January 31, 2011

Sphinx over Windows - Problems & Solutions

There were some basic problems which I faced and I have seen in the Sphinx Forum that lot of people face the same while running Sphinx Search Server on Windows. Here they are along with the solutions:

Problem 1

ERROR: connection to localhost:9312 failed (errno=10060, msg=A connection
attempt failed because the connected party did not properly respond after a period of
time, or established connection failed because connected host has failed to respond

In the hosts file located at \Windows\System32\drivers\etc

Uncomment the following line

127.0.0.1 localhost

For some reason this line is sometimes commented out!

Problem 2

The query doesn’t reach searchd (which is running) from your test.php file

In the test.php file make the following changes:

$host = "127.0.0.1"; instead of $host = "localhost";

Problem 3

• Service not started
• Error 1067...

Note that when Sphinx runs in daemon mode (i.e. when you start it from your command
prompt) , sphinx.pid file and log files dont get generated hence when you work with
options like index rotation it says:

WARNING: failed to open pid from pid_file Sphinx\log\searchd.pid.
WARNING: indices NOT rotated.

This error can be removed by starting Sphinx as a Service in Windows and not from command
prompt

C:\Sphinx> C:\Sphinx\searchd --install --config C:\Sphinx\sphinx.conf --servicename
SphinxSearch

If you get the following error while starting the service from the windows task manager
or using 'net' command:

The SphinxSearch service could not be started.

A system error has occurred.

System error 1067 has occurred.

For this error just check out your Windows Event Logs (found @ Control Panel -> System &
Security -> Administrative Tools (View Event Logs):

This will tell exactly about the problem.
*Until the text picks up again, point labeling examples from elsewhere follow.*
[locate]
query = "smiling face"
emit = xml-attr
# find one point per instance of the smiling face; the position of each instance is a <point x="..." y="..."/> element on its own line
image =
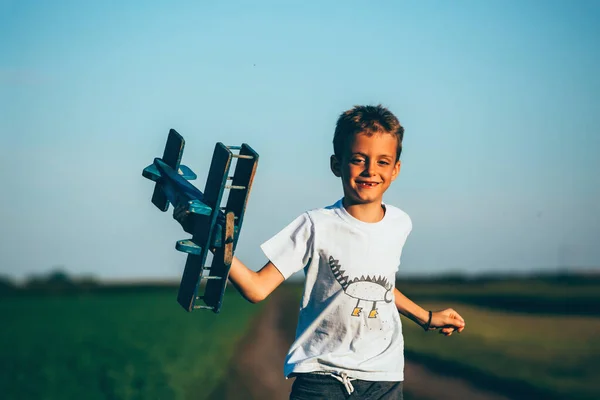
<point x="367" y="167"/>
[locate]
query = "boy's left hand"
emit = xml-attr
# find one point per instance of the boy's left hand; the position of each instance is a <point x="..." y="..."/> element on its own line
<point x="448" y="320"/>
Mostly the problem for the above error is that
the path to sphinx.conf is not correct.

Since people usually copy and paste this command (from the Sphinx Manual) for starting the searchd service:

C:\Sphinx> C:\Sphinx\searchd --install --config C:\Sphinx\sphinx.conf.in --servicename
SphinxSearch

Notice the sphinx.conf.in instead of sphinx.conf in the above command.

The windows command prompt executes this command just after pasting on command line (because of the return key character in the command) and yes then the service is listed in your Task Manager. Now your service refers to an invalid conf file and thus does not start.
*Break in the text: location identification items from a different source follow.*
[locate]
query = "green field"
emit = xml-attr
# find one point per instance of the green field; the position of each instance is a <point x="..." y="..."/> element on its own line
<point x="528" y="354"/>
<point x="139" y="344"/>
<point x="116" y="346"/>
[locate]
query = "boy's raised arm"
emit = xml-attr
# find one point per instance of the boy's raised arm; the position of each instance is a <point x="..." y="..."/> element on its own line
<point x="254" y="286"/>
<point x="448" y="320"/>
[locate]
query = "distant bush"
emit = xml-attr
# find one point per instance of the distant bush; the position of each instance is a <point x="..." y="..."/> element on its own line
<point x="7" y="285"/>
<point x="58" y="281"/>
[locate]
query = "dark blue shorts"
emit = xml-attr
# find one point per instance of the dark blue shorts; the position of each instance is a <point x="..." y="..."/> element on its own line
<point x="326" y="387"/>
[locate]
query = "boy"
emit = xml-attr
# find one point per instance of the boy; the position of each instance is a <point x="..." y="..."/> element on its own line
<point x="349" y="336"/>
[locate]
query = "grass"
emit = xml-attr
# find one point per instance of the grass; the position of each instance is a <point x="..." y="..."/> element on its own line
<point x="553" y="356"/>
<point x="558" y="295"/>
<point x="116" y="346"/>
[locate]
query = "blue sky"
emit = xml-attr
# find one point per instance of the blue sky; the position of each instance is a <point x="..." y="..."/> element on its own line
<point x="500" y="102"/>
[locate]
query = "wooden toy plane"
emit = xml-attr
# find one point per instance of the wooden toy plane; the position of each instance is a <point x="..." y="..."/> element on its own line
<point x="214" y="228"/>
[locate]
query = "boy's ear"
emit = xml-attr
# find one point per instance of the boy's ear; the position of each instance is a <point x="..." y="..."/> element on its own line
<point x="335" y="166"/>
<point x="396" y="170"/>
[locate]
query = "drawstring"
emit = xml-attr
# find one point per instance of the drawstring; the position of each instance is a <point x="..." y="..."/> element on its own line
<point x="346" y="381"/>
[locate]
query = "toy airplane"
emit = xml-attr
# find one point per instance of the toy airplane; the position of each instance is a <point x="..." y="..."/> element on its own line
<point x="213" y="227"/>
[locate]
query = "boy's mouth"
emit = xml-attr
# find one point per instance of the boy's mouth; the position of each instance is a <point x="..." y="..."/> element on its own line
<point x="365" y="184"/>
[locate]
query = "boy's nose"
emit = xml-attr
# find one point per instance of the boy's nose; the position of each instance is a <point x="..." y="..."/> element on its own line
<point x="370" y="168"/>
Delete the service and install again with correct conf file name.


January 30, 2011

Sphinx v/s Microsoft Search Server - Part 2

In my last post I had compared Sphinx & Microsoft Sharepoint Search with respect to indexing time & sizes for a fresh/full indexing. Sphinx completely dominated Microsoft Sharepoint Search by leaps and bounds. Here are the results for incremental indexing:

Sharepoint Statistics
Test 1
Total Number of Records: 1 million (already indexed) + 50000 new records
Time Taken for new records to be searchable: 2 min:21 sec

Sphinx Statistics
Test 1
Total Number of Records: 1 million + 50000 new records
Time Taken for records to be searchable: 0.2 seconds

Test 2
Total Number of Records: 10 million + 75000 new records
Time Taken for records to be searchable: 0.8 second

Sphinx Incremental Indexing Tests in Detail

2 step process:

1: Incremental Indexing
Sphinx supports "live" (almost real time) index updates and it could be implemented using so called "main+delta" scheme. The idea is to set up two sources and two indexes, with one "main" index for the data, and one "delta" for the new documents. Say for example we have some X Million records so we can keep that as the main index and all the new documents get added to a new table which will act as the delta. This new table can be indexed from time to time (depending on application) and the data gets searchable within seconds.
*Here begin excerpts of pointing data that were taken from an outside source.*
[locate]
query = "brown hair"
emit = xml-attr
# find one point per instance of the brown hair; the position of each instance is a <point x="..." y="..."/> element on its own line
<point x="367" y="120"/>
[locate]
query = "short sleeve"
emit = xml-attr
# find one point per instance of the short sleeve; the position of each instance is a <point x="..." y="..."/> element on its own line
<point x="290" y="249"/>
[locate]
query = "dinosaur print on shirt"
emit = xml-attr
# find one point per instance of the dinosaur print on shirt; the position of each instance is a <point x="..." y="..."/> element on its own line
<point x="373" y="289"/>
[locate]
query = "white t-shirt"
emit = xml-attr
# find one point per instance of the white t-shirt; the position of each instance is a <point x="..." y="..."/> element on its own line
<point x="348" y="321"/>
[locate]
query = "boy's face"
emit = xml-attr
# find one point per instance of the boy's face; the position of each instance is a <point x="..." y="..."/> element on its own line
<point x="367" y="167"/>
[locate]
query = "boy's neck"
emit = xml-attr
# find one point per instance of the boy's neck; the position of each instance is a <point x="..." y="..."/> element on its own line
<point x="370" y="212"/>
Tests carried out: Main Index: 10 million records
I created a new table (delta) and 75000 new documents were added in that table.
Time Taken by Sphinx to index and make the delta searchable: 0.8 seconds.

2: Merging
Depending upon our search requirements we can perform the merge of 2 indexes (i.e. main + delta) as and when needed and make the delta table empty.
Merging of above 10 million records & newly added 75000 records took 30 sec.

Conclusion:

Sphinx is a great Information Retrieval System! If you love Algorithms you will definitely love to see the Sphinx code (written in C++) as the data structures used and running times are highly optimized. Thanks to Andrew Aksyonoff for creating a wonderful product.


January 25, 2011

Sphinx v/s Microsoft Search Server - Part 1

I have been playing with the Sphinx Search Engine on the Linux Ubuntu since long time. Recently I had to embed a vertical search over a database that runs on Windows.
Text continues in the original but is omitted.